An Iowa native now living in South Carolina, Abbaraju spent most of last summer campaigning for Elizabeth Warren in not one, but two early primary states. But ultimately, she realized Warren did not align with her politically.
“It took me a long time to come back home,” she said of her eventual public support for Sanders. “If we want to beat Trump, we can’t just be against him. We have to present the boldest possible contrast to him, and that’s Bernie.”
Abbaraju said that although she had privately switched to Sanders’ camp for some time, she felt compelled to share her support for him on social media in the wake of sexism allegations toward him from members of the Warren campaign.
“I was really, really disappointed in Senator Warren after that,” she said, adding that as a feminist who is particularly cognizant of race and class issues’ intersection with gender issues, “Senator Sanders is someone I’m proud to support.”

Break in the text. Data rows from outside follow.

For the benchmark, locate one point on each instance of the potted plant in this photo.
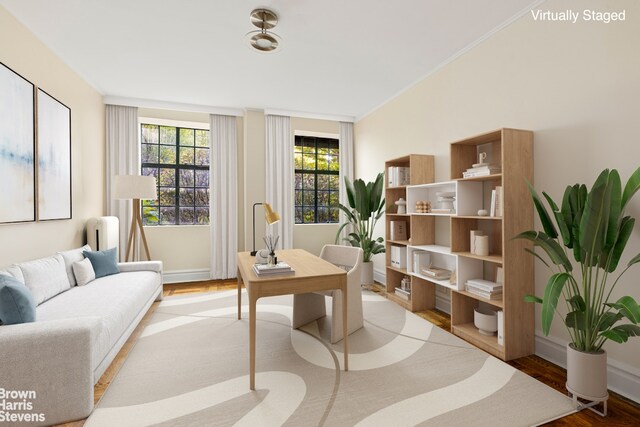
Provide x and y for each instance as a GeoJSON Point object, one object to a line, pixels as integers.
{"type": "Point", "coordinates": [592, 227]}
{"type": "Point", "coordinates": [366, 206]}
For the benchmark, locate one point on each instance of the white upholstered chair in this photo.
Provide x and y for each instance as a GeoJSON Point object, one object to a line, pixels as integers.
{"type": "Point", "coordinates": [311, 306]}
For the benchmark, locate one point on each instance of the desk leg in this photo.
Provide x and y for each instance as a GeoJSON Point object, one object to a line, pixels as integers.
{"type": "Point", "coordinates": [239, 294]}
{"type": "Point", "coordinates": [345, 329]}
{"type": "Point", "coordinates": [252, 342]}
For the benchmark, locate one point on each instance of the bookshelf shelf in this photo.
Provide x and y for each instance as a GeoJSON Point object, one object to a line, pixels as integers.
{"type": "Point", "coordinates": [511, 152]}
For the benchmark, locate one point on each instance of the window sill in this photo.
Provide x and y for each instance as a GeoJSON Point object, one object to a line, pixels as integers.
{"type": "Point", "coordinates": [175, 226]}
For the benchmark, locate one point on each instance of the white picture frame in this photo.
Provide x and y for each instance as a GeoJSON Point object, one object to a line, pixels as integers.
{"type": "Point", "coordinates": [54, 158]}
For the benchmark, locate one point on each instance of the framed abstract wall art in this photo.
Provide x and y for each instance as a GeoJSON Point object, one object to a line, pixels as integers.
{"type": "Point", "coordinates": [17, 148]}
{"type": "Point", "coordinates": [54, 158]}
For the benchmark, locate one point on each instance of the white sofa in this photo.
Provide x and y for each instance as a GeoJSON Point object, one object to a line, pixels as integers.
{"type": "Point", "coordinates": [76, 336]}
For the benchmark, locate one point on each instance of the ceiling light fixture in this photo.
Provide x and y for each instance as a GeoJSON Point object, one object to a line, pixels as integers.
{"type": "Point", "coordinates": [263, 40]}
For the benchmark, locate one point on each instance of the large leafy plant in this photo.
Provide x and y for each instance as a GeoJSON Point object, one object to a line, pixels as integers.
{"type": "Point", "coordinates": [366, 206]}
{"type": "Point", "coordinates": [592, 226]}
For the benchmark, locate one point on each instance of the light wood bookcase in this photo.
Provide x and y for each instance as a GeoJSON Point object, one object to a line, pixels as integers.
{"type": "Point", "coordinates": [512, 149]}
{"type": "Point", "coordinates": [421, 167]}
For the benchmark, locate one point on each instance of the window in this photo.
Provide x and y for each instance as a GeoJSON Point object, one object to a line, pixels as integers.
{"type": "Point", "coordinates": [179, 159]}
{"type": "Point", "coordinates": [317, 179]}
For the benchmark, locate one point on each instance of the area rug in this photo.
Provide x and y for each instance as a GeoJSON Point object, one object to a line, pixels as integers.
{"type": "Point", "coordinates": [190, 367]}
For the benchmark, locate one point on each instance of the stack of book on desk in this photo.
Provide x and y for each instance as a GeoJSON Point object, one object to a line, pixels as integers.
{"type": "Point", "coordinates": [266, 269]}
{"type": "Point", "coordinates": [436, 273]}
{"type": "Point", "coordinates": [481, 169]}
{"type": "Point", "coordinates": [484, 288]}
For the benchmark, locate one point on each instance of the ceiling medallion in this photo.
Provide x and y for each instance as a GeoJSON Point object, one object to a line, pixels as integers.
{"type": "Point", "coordinates": [263, 40]}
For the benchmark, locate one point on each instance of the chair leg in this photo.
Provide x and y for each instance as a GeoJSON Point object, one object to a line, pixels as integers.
{"type": "Point", "coordinates": [355, 317]}
{"type": "Point", "coordinates": [307, 308]}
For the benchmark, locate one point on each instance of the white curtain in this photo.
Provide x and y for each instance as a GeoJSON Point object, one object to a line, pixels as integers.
{"type": "Point", "coordinates": [346, 170]}
{"type": "Point", "coordinates": [223, 209]}
{"type": "Point", "coordinates": [280, 177]}
{"type": "Point", "coordinates": [123, 158]}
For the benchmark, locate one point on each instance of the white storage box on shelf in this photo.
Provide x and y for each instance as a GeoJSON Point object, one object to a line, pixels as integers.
{"type": "Point", "coordinates": [438, 256]}
{"type": "Point", "coordinates": [398, 257]}
{"type": "Point", "coordinates": [430, 193]}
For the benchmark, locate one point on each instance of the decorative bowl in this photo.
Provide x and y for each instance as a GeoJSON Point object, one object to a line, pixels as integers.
{"type": "Point", "coordinates": [446, 194]}
{"type": "Point", "coordinates": [486, 320]}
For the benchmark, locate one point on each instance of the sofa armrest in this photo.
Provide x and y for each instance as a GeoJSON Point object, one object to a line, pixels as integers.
{"type": "Point", "coordinates": [155, 266]}
{"type": "Point", "coordinates": [52, 360]}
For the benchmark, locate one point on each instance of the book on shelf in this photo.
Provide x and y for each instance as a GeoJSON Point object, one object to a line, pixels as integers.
{"type": "Point", "coordinates": [492, 210]}
{"type": "Point", "coordinates": [266, 269]}
{"type": "Point", "coordinates": [485, 285]}
{"type": "Point", "coordinates": [405, 295]}
{"type": "Point", "coordinates": [483, 294]}
{"type": "Point", "coordinates": [436, 273]}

Periman said he feels strongly about deconstructing what he believes is the myth of the uniquely menacing “Bernie Bro.”
“He wins every demographic under age 55,” he said. “So it’s saddening — and honestly, a little hilarious — to see people go after him for his base of ‘Bernie Bros.’”
Gouker’s past candidate of choice, Julián Castro, may be campaigning for Warren, but Gouker himself has made his choice clear.
“I think [Sanders] represents the best chance we have right now to bring about necessary progressive change in the executive branch,” he wrote to the ‘Prince’.
Wittekind is right: with every day and every candidate to drop out of the race, his organization grows. But what drew him to the campaign in the first place? Although he supported Sanders in his initial 2016 run, he couldn’t fully articulate why until earlier this year — “I was a fetus,“ he said, “I had incoherent politics.” Now, his message to potential voters when knocking doors for Sanders is simple: You have a right to be angry. So let’s do something about it.
His message for other Princeton students?
“If anyone out there is feeling a slight Bern-ing sensation, come find me.”